DOW-UAP-D097: The First Project Sign Progress Report - The First Hundred Sightings, 1948
DOW-UAP-D097: The First Project Sign Progress Report - The First Hundred Sightings, 1948
Source file: DOW-UAP-D097_Project-Sign-Progress-Report_1948.pdf Originating agency: Headquarters, Air Materiel Command, U.S. Air Force, Wright-Patterson Air Force Base, Dayton, Ohio Document type: Initial progress report, with incident tabulation, photographs, photographic analysis, and an aviation-press enclosure Date: April 23, 1948 (enclosures dated February 19 to March 19, 1948) Classification: CONFIDENTIAL (declassified; release authority NND 927545) Page count: 45 (all read) VIRIN: 260710-D-D0360-1082 PURSUE Release: 4
Summary
This is the first official report of Project Sign, the U.S. Air Force's first program for investigating unidentified flying objects. The letter, sent on April 23, 1948 from Headquarters, Air Materiel Command at Wright-Patterson Air Force Base to the Chief of Staff of the Air Force in Washington (attention: Director of Intelligence), is signed by Colonel H. M. McCoy, the command's Chief of Intelligence, for the Commanding General. It opens with the words that define its status: "This is an initial report on unidentified flying objects," pursuant to the Headquarters USAF letter of December 30, 1947 signed by General L. C. Craigie under the subject "Flying Discs."
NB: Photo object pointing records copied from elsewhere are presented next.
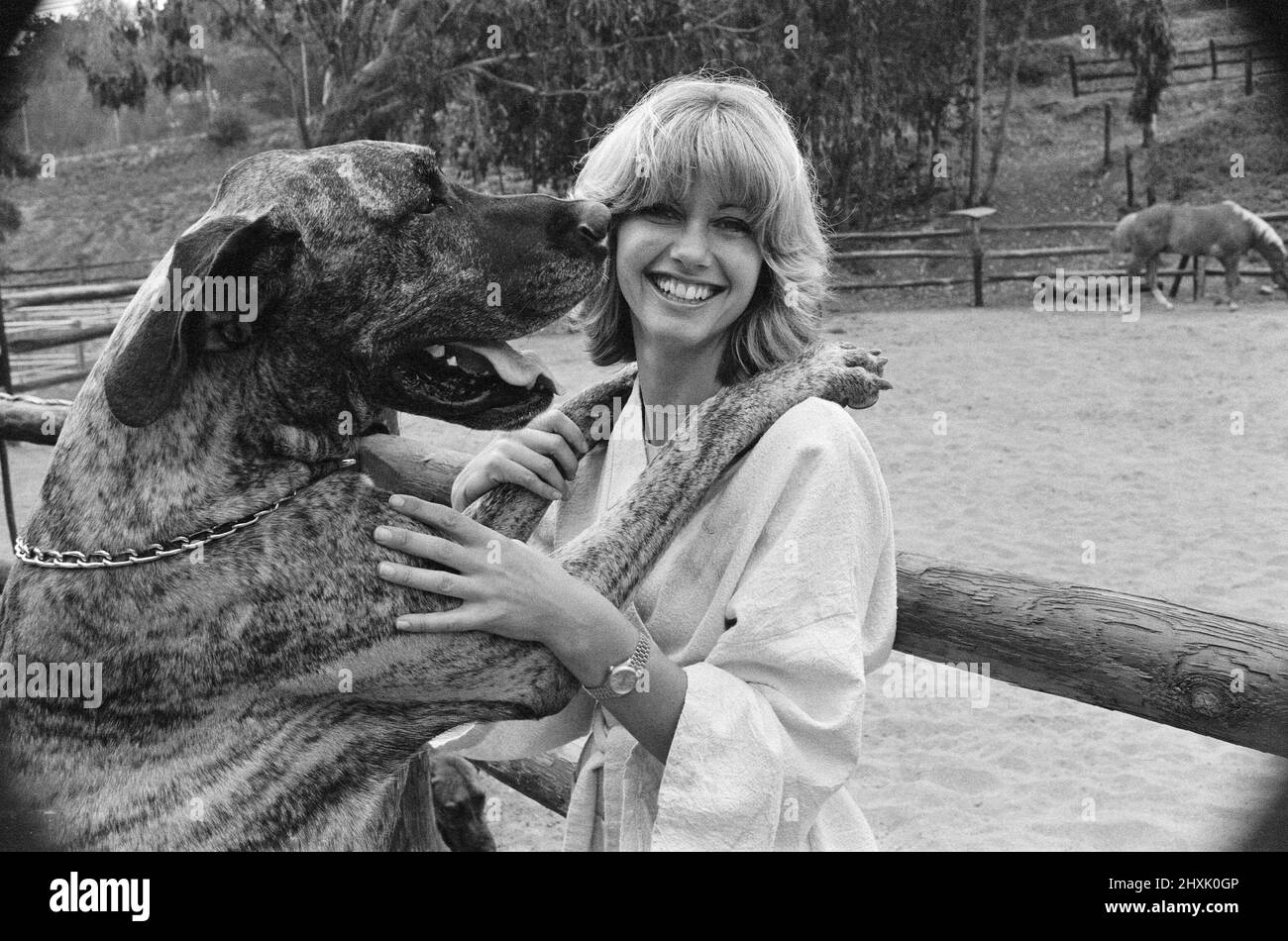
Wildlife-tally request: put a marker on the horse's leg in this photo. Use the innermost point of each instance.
(1232, 278)
(1151, 274)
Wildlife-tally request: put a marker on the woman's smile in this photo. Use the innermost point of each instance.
(690, 293)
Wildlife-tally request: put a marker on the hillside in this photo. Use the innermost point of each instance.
(130, 203)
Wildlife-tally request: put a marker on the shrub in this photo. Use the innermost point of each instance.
(228, 128)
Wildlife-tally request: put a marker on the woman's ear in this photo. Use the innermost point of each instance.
(214, 270)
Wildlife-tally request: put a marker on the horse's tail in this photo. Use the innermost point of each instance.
(1121, 240)
(1266, 242)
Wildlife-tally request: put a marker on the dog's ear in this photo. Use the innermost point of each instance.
(149, 374)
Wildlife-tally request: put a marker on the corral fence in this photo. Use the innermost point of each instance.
(1214, 62)
(1219, 676)
(52, 330)
(978, 253)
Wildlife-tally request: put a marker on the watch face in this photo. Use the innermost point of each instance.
(622, 680)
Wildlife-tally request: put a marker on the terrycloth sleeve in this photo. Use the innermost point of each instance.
(772, 718)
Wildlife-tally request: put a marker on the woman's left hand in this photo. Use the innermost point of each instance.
(505, 585)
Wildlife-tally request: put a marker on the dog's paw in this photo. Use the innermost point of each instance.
(849, 374)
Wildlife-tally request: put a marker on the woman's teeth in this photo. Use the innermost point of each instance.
(682, 291)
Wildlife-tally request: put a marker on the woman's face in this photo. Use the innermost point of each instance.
(687, 270)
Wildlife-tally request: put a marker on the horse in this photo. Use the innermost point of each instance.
(1225, 229)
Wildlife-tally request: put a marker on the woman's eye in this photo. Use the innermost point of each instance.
(660, 211)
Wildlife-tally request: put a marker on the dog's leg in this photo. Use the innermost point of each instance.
(617, 553)
(513, 510)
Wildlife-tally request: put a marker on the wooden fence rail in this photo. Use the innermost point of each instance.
(1210, 674)
(35, 336)
(1245, 58)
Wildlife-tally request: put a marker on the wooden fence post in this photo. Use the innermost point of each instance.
(1131, 179)
(7, 385)
(1109, 116)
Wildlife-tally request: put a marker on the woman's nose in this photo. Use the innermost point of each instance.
(691, 246)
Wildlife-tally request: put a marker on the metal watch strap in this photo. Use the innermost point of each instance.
(638, 661)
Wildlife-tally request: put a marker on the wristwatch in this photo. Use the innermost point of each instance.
(625, 676)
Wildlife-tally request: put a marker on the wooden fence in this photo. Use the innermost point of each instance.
(43, 332)
(978, 253)
(1205, 673)
(1239, 60)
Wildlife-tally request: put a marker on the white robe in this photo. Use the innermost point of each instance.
(777, 598)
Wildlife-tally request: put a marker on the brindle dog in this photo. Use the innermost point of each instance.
(256, 694)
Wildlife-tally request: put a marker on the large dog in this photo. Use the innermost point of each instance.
(1225, 229)
(256, 692)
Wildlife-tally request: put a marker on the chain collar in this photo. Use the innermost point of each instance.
(102, 559)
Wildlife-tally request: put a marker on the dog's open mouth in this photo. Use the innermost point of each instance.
(473, 382)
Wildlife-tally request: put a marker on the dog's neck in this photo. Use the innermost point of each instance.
(228, 450)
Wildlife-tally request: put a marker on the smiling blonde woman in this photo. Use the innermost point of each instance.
(722, 705)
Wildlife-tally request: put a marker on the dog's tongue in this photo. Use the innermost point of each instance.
(516, 368)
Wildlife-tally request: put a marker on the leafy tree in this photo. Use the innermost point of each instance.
(1141, 33)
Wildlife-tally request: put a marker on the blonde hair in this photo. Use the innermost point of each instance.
(734, 132)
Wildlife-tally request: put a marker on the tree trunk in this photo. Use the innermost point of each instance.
(996, 158)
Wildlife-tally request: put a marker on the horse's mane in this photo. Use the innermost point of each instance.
(1262, 232)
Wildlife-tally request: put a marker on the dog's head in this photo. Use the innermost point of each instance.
(357, 270)
(460, 804)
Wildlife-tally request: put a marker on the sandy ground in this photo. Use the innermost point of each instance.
(1057, 429)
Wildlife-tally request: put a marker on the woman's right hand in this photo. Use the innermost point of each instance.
(541, 458)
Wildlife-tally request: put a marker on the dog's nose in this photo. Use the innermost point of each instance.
(592, 220)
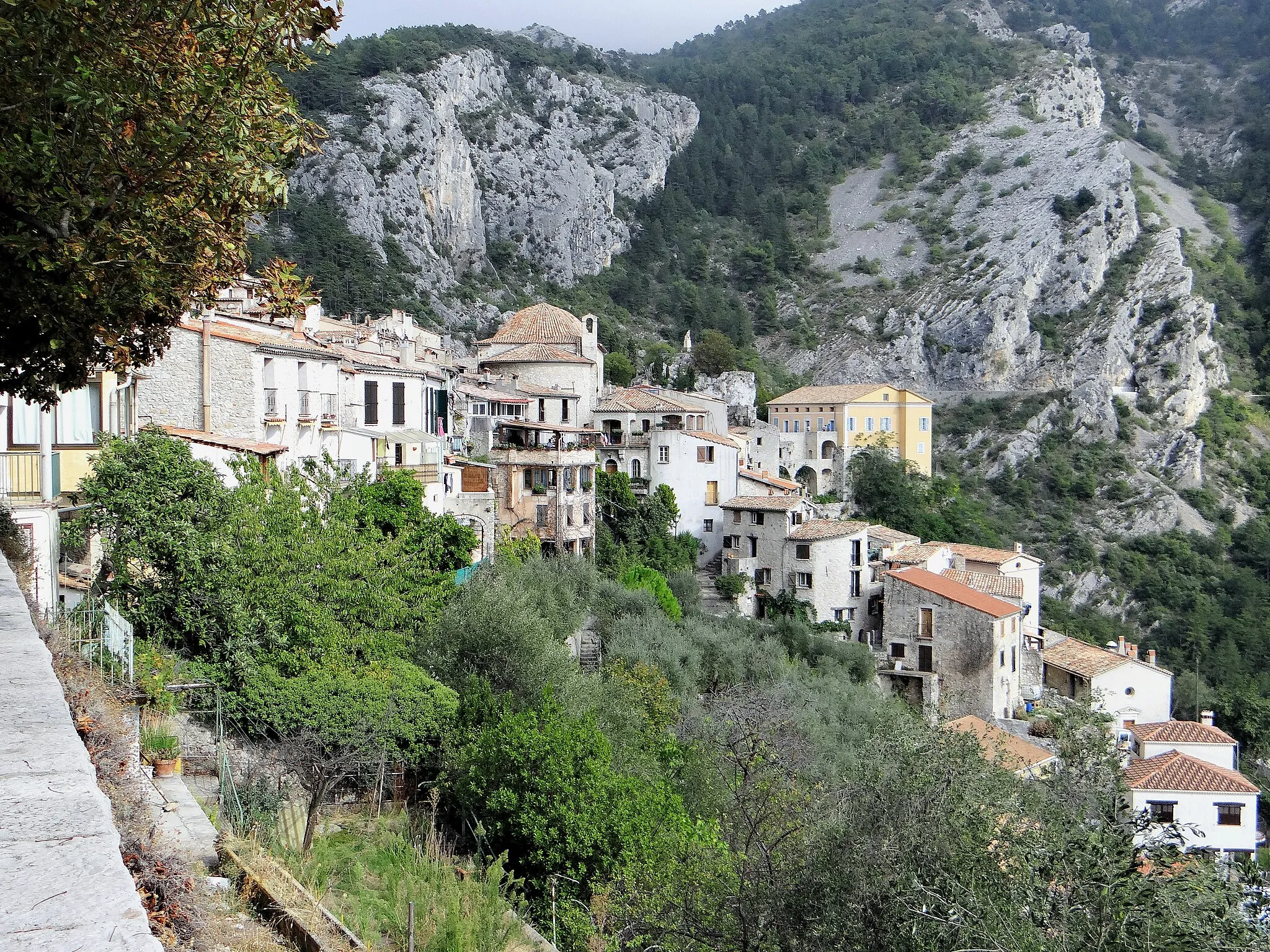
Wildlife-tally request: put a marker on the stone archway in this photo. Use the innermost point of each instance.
(809, 480)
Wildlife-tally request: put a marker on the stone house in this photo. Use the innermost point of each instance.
(1213, 806)
(548, 348)
(825, 565)
(949, 649)
(664, 437)
(828, 425)
(544, 483)
(1110, 679)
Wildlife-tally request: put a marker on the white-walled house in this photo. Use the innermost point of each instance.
(1201, 741)
(1214, 808)
(1109, 679)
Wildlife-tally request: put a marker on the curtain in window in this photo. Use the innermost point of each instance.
(79, 416)
(25, 423)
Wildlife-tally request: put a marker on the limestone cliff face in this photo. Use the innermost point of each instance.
(473, 152)
(1089, 302)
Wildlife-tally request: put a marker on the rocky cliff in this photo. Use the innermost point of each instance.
(1042, 277)
(475, 151)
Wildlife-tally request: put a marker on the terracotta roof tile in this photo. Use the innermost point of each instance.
(915, 553)
(1180, 733)
(775, 505)
(886, 535)
(837, 394)
(539, 324)
(984, 553)
(956, 592)
(535, 353)
(1001, 746)
(815, 530)
(1081, 658)
(1184, 774)
(1000, 586)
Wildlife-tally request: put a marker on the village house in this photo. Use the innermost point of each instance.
(1213, 808)
(664, 437)
(550, 350)
(1199, 739)
(822, 420)
(949, 649)
(43, 457)
(1110, 679)
(1005, 749)
(544, 483)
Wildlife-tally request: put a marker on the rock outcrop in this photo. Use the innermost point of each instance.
(475, 151)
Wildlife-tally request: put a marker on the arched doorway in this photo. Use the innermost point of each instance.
(807, 477)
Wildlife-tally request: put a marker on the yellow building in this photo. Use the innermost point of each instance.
(821, 419)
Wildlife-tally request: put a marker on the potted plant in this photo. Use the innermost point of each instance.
(161, 747)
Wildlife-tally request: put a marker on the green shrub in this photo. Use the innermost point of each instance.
(641, 576)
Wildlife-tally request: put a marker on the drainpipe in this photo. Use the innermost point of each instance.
(46, 455)
(207, 369)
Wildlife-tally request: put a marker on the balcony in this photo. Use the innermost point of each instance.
(19, 478)
(273, 408)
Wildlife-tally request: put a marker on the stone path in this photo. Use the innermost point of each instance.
(63, 881)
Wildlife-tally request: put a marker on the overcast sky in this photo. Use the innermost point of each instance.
(641, 27)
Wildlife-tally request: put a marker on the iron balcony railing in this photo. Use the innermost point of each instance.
(19, 477)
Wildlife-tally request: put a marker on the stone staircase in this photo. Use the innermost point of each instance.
(711, 602)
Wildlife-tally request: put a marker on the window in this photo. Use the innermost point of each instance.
(399, 404)
(1230, 814)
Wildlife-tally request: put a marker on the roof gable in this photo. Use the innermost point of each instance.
(1183, 774)
(954, 592)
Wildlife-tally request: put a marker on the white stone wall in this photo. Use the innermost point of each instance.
(1151, 699)
(1197, 815)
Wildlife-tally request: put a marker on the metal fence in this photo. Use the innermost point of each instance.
(102, 638)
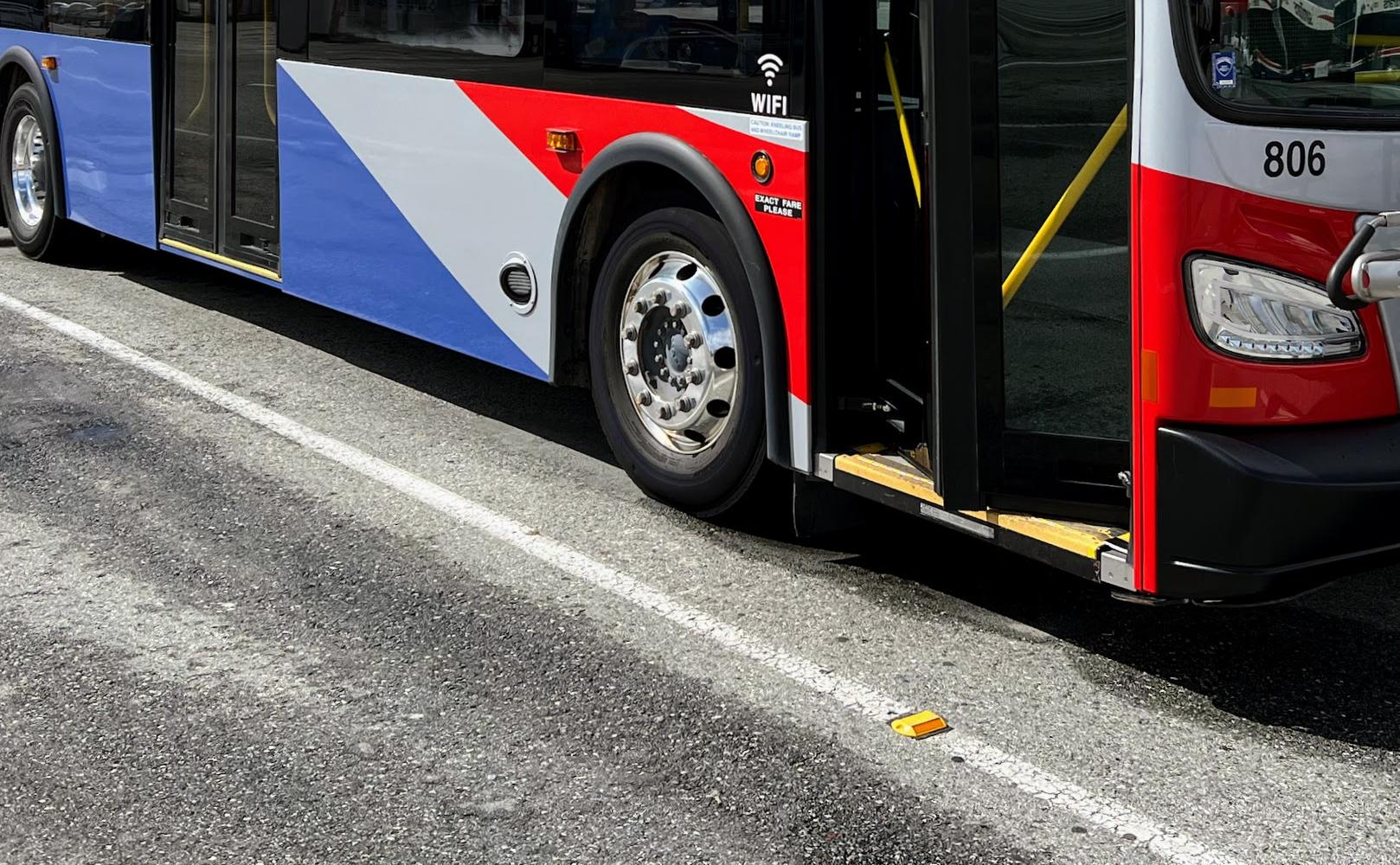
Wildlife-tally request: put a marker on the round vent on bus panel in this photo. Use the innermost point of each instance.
(518, 283)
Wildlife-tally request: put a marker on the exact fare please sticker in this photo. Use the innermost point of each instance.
(773, 205)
The core of the document is Inclosure 1: a detailed tabulation of the first one hundred incidents collected through February 1, 1948, recording date, hour, location, number of objects, observer's occupation, maneuvers, weather, color, shape, size, sound, exhaust trail, heading, altitude, and speed for each incident. Entries include the July 1947 series of sightings at Muroc Air Field, California; a June 24, 1947 observation over Mount Rainier whose particulars match Kenneth Arnold's famous report; and the series of observations at Godman Field, Kentucky on January 7, 1948 — the day pilot Thomas Mantell crashed while pursuing an unidentified object (observer names do not appear in the tabulation).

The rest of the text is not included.